The children and the guard puppy were upstairs, but Sue and George were having it out in the kitchen. They had a habit of fighting in the kitchen ever since she had known them, arguing in tense unnaturally soft voices so the children would not hear. The children were watching reruns of
The FBI
and wouldn't have heard them if they had shot each other. She wanted to go upstairs with the kids and Hoover's blood-wet dreams until peace had come, but both Sue and George with different excuses drew her in.

“We have to get ready. All those students will be coming any minute.” Sue made as if to begin cutting cheese.

“But you like students so much. Suddenly.” George sounded sour. He was whining. “I think Sue needs help, Leslie. I think she needs help badly, but she won't do anything about it.”

“You mean in addition to the cleaning lady?”

“Psychiatric help,” George snarled. “She needs a doctor.”

She was having trouble looking at George. She did not want to see him. It would pass, it would go away. She kept her eyes on Sue instead.

“He thinks I'm crazy,” Sue said airly, chopping the cheese into big crooked yellow hunks. “What's sauce for the gander is sauce for the goose, sugar.”

“When you put on that fake drawl, it drives me ape.”

“I come from Texas, sugar. Did you forget that? I wouldn't if I were you. We have an open marriage. Wide open. That wasn't my idea. Ever. It sure as … heck wasn't my idea. Here I am bringing up two children, keeping house for you and entertaining—”

“Leslie does most of that and you know it.”

“I do not! I just follow directions on Thursday nights.” Leslie was getting very nervous. She edged toward the door. Upstairs the puppy was barking.

“I thought you'd straightened out since we moved here. It's a step in the right direction, a better position, and you got all that old grant money you were crying for. I think you'd be too busy, the way other women's husbands are. But no, I thought you'd straightened yourself out and quit that funny business. I mean, how old do you have to be? Sixty-five? You have two children. I'd think you'd leave tom-catting around.”

“How can you stand there and say that to me after what you've done? You're the one disregarding the children. The mother has a responsibility!”

“I got a sitter.” Sue smirked.

“You're home with them, you have to take care. I do a lot for them. I spend more time with my kids than ninety-nine percent of men do.”

“Sugar, if your thing doesn't bother the children, I don't see why my thing does. So there! Sauce for the goose!”

“If you don't quit using that inane expression—”

“You'll what? Are you going to threaten me? Leslie, I'm sure this is a real riot for you to listen to, because I'm sure you know as well as I do he's carrying on again, this time with a … a nymphet. Did you ever read
Lolita?
She's a high school student, a child. Do you believe it?”

Nervously in narrowing circles Leslie arranged sesame crackers on a plate. “You've lived this way a long time. Why are you disagreeing now?” He was in love with Honor, that must be it. He was really in love this time. He would leave Sue.

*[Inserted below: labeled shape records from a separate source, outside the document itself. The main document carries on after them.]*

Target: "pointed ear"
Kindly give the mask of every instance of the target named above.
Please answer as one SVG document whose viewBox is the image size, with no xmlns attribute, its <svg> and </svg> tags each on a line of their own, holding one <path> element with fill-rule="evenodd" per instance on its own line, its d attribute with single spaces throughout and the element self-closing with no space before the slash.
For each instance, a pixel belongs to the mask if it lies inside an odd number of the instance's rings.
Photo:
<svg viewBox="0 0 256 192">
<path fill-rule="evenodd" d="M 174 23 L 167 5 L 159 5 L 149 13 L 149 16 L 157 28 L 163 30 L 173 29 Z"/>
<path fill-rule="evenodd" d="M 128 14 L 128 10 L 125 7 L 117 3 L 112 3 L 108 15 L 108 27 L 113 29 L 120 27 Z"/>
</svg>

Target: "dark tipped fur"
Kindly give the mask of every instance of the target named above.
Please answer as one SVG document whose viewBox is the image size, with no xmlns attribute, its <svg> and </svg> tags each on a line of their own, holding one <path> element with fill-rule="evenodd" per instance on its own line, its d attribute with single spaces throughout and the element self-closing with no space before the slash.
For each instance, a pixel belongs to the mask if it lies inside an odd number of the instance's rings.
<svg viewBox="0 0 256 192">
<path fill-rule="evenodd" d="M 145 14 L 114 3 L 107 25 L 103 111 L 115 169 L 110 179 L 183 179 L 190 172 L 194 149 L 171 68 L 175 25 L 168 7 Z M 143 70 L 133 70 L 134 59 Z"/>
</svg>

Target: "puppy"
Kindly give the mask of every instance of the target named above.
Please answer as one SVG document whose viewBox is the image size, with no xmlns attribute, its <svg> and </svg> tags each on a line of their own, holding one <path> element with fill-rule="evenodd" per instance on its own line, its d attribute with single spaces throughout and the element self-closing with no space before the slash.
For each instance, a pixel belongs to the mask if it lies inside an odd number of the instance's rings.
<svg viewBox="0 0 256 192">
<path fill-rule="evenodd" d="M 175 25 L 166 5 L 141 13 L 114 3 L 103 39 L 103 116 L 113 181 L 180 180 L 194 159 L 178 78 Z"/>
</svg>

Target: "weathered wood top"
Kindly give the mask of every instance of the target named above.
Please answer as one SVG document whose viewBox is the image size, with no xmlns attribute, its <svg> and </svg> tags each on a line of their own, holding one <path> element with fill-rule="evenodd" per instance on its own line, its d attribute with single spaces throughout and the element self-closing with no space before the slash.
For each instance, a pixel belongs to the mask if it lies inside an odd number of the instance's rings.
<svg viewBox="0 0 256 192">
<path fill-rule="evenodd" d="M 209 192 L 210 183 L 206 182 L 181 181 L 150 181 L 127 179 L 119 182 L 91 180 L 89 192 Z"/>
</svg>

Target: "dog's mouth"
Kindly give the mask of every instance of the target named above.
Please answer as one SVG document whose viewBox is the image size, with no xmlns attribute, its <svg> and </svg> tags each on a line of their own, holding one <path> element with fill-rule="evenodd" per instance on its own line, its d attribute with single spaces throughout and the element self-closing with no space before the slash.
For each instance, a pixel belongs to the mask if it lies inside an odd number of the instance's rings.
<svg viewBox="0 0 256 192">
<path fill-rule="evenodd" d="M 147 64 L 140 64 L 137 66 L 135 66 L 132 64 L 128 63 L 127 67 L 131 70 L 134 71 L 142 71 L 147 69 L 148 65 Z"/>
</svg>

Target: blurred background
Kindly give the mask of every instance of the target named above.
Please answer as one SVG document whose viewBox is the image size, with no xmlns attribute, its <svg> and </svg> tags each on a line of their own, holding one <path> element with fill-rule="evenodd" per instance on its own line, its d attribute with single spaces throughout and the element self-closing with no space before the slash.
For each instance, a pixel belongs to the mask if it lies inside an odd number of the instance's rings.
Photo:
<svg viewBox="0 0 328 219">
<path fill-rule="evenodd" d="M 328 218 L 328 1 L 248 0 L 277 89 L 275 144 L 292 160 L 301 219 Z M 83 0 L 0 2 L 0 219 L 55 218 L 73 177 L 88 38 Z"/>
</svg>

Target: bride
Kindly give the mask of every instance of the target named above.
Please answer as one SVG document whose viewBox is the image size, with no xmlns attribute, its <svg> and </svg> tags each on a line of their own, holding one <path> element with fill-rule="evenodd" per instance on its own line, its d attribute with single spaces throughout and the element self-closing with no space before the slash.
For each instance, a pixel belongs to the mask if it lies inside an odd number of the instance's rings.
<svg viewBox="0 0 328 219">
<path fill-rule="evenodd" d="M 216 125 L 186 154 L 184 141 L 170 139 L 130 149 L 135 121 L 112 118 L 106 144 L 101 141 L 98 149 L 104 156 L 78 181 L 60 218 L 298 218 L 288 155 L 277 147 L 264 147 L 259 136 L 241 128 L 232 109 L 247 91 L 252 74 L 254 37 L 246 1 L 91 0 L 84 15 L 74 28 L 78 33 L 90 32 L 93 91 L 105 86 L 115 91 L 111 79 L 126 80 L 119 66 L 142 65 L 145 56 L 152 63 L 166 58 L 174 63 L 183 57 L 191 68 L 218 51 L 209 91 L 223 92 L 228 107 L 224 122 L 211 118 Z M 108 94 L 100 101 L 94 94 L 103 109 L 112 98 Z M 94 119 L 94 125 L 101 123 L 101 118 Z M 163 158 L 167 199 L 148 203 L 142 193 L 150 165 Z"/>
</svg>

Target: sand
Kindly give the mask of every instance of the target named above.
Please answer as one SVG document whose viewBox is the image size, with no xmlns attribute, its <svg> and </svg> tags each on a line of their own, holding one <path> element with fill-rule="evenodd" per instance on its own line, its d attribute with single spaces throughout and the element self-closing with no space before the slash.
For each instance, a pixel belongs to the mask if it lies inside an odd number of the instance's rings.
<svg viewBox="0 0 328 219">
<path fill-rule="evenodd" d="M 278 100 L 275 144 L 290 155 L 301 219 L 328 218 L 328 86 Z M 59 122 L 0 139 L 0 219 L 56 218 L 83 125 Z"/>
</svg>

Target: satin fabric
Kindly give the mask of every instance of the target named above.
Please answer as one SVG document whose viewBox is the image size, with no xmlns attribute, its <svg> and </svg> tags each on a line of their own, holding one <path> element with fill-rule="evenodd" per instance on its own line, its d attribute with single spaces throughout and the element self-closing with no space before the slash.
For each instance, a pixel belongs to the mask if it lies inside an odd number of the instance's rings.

George whined, “She's taken up with one of my students. My
student
, do you believe it? Really, even if you weren't my wife I'd be embarrassed. Embarrassed for you.”

“I think Mark's quite attractive. And I surely do think it's unbecoming to you to be so jealous of me.” Sue laughed flirtatiously.

Leslie realized that Sue was enjoying herself covertly. For the first time in one of their fights Sue felt herself to be in a winning position.

“Jealous!” George sputtered. “I'm humiliated!”

“The difference in our ages, of which you are making such a silly fuss,” Sue went on languidly, “is much less than the difference between you and your new young high school sweetheart.”